Gaining enough visibility on what’s going on in your services can be a struggle. Here I will show how distributed tracing can help with that and what some of the benefits are that we encountered while implementing it.

What is Distributed Tracing

In its most basic form, distributed tracing is a system designed to enable you to follow a request through multiple servers. Once a request by a client hits one of your servers, a trace-id is generated which uniquely identifies the request. If this request is passed on to another service, that same trace-id is passed on as well. This way everything that was caused by the request can be traced back to it.
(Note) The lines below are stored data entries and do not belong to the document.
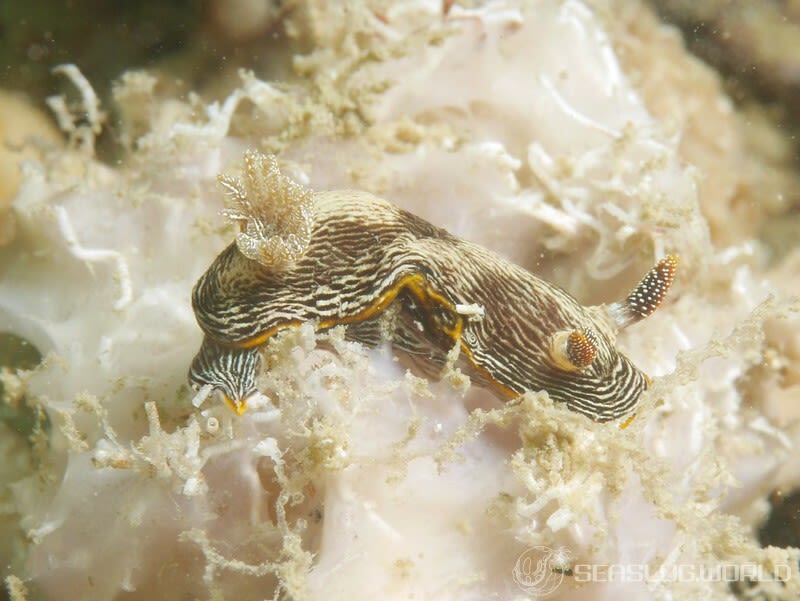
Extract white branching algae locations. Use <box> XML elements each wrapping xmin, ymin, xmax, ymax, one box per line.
<box><xmin>3</xmin><ymin>2</ymin><xmax>800</xmax><ymax>600</ymax></box>
<box><xmin>190</xmin><ymin>151</ymin><xmax>676</xmax><ymax>421</ymax></box>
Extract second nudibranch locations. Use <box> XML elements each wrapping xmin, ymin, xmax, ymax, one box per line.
<box><xmin>189</xmin><ymin>151</ymin><xmax>677</xmax><ymax>422</ymax></box>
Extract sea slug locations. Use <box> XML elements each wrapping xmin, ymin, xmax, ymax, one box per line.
<box><xmin>189</xmin><ymin>151</ymin><xmax>676</xmax><ymax>422</ymax></box>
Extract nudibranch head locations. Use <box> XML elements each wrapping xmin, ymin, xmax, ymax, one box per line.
<box><xmin>188</xmin><ymin>337</ymin><xmax>260</xmax><ymax>415</ymax></box>
<box><xmin>538</xmin><ymin>253</ymin><xmax>678</xmax><ymax>421</ymax></box>
<box><xmin>550</xmin><ymin>255</ymin><xmax>678</xmax><ymax>421</ymax></box>
<box><xmin>218</xmin><ymin>150</ymin><xmax>315</xmax><ymax>270</ymax></box>
<box><xmin>456</xmin><ymin>282</ymin><xmax>650</xmax><ymax>422</ymax></box>
<box><xmin>540</xmin><ymin>342</ymin><xmax>648</xmax><ymax>421</ymax></box>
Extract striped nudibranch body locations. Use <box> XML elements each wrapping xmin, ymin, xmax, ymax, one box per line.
<box><xmin>189</xmin><ymin>337</ymin><xmax>260</xmax><ymax>405</ymax></box>
<box><xmin>189</xmin><ymin>151</ymin><xmax>677</xmax><ymax>422</ymax></box>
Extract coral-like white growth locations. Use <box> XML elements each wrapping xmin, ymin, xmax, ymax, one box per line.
<box><xmin>2</xmin><ymin>1</ymin><xmax>800</xmax><ymax>600</ymax></box>
<box><xmin>219</xmin><ymin>150</ymin><xmax>315</xmax><ymax>269</ymax></box>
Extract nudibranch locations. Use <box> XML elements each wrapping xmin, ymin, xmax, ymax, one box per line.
<box><xmin>189</xmin><ymin>151</ymin><xmax>677</xmax><ymax>422</ymax></box>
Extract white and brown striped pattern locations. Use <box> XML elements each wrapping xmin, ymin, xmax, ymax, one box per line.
<box><xmin>189</xmin><ymin>336</ymin><xmax>261</xmax><ymax>414</ymax></box>
<box><xmin>189</xmin><ymin>153</ymin><xmax>676</xmax><ymax>422</ymax></box>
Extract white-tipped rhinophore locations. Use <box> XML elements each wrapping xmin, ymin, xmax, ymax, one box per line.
<box><xmin>548</xmin><ymin>328</ymin><xmax>598</xmax><ymax>372</ymax></box>
<box><xmin>608</xmin><ymin>255</ymin><xmax>678</xmax><ymax>331</ymax></box>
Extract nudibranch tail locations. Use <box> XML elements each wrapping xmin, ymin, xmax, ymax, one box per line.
<box><xmin>225</xmin><ymin>396</ymin><xmax>250</xmax><ymax>416</ymax></box>
<box><xmin>548</xmin><ymin>328</ymin><xmax>598</xmax><ymax>371</ymax></box>
<box><xmin>189</xmin><ymin>337</ymin><xmax>260</xmax><ymax>415</ymax></box>
<box><xmin>218</xmin><ymin>150</ymin><xmax>315</xmax><ymax>270</ymax></box>
<box><xmin>608</xmin><ymin>255</ymin><xmax>678</xmax><ymax>330</ymax></box>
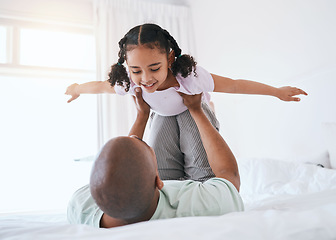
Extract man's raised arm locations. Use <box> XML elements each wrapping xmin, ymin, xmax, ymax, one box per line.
<box><xmin>179</xmin><ymin>93</ymin><xmax>240</xmax><ymax>191</ymax></box>
<box><xmin>128</xmin><ymin>87</ymin><xmax>150</xmax><ymax>139</ymax></box>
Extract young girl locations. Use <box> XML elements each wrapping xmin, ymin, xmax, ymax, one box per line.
<box><xmin>66</xmin><ymin>23</ymin><xmax>307</xmax><ymax>182</ymax></box>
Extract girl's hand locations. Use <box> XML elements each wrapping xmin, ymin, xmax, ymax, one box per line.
<box><xmin>65</xmin><ymin>83</ymin><xmax>80</xmax><ymax>103</ymax></box>
<box><xmin>133</xmin><ymin>87</ymin><xmax>150</xmax><ymax>117</ymax></box>
<box><xmin>276</xmin><ymin>86</ymin><xmax>308</xmax><ymax>102</ymax></box>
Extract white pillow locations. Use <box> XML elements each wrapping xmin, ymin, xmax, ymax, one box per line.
<box><xmin>323</xmin><ymin>122</ymin><xmax>336</xmax><ymax>169</ymax></box>
<box><xmin>287</xmin><ymin>151</ymin><xmax>331</xmax><ymax>168</ymax></box>
<box><xmin>238</xmin><ymin>157</ymin><xmax>336</xmax><ymax>196</ymax></box>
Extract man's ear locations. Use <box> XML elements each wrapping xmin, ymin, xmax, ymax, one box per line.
<box><xmin>155</xmin><ymin>175</ymin><xmax>164</xmax><ymax>190</ymax></box>
<box><xmin>168</xmin><ymin>50</ymin><xmax>175</xmax><ymax>67</ymax></box>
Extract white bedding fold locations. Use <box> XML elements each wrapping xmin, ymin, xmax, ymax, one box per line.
<box><xmin>1</xmin><ymin>158</ymin><xmax>336</xmax><ymax>240</ymax></box>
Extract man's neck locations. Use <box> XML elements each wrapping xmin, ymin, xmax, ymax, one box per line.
<box><xmin>141</xmin><ymin>188</ymin><xmax>161</xmax><ymax>221</ymax></box>
<box><xmin>123</xmin><ymin>188</ymin><xmax>161</xmax><ymax>225</ymax></box>
<box><xmin>100</xmin><ymin>188</ymin><xmax>161</xmax><ymax>228</ymax></box>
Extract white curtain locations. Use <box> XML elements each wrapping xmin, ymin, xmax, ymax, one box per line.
<box><xmin>93</xmin><ymin>0</ymin><xmax>195</xmax><ymax>149</ymax></box>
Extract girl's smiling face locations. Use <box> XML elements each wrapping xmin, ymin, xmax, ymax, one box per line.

Additionally for everything that happens inside a single service a span is generated. This could be for example a database request, an expensive calculation, or anything else you want to define yourself. These spans are hierarchical so that the final data being collected about a request will look like this:

Here tro-game and tro-master are services running on different machines. Each row is a span. All of the data together is part of a single trace representing an HTTP request by the client.

OpenTracing

OpenTracing is a set of APIs and specifications that allow you to implement distributed tracing in a vendor-neutral fashion. There are several implementations available for different languages, including Java, PHP, and C#.

Jaeger

This is the tracer that we decided to use, as it fit our requirements best (open-source, free, language support). Jaeger is an open-source distributed tracer, that supports OpenTracing. It collects all traces in a central location and makes them accessible via a web interface. You can search for traces using different filters.

You can open the details of specific traces.

And more. Some examples are listed in the use cases below.

Setup

As we are using Spring Boot for our services, integration was very straightforward. We included some libraries in our build and set up the appropriate configs.

api group: 'io.opentracing.contrib', name: 'opentracing-spring-jaeger-web-starter'
api group: 'io.opentracing.contrib', name: 'opentracing-spring-jaeger-cloud-starter'
api group: 'io.jaegertracing', name: 'jaeger-core'

Out of the box, this already created new traces for incoming HTTP requests, which were also forwarded to other services. It also added spans for database requests.

Then we added some custom code around actions that were not already traced or just required more details and we were good to go.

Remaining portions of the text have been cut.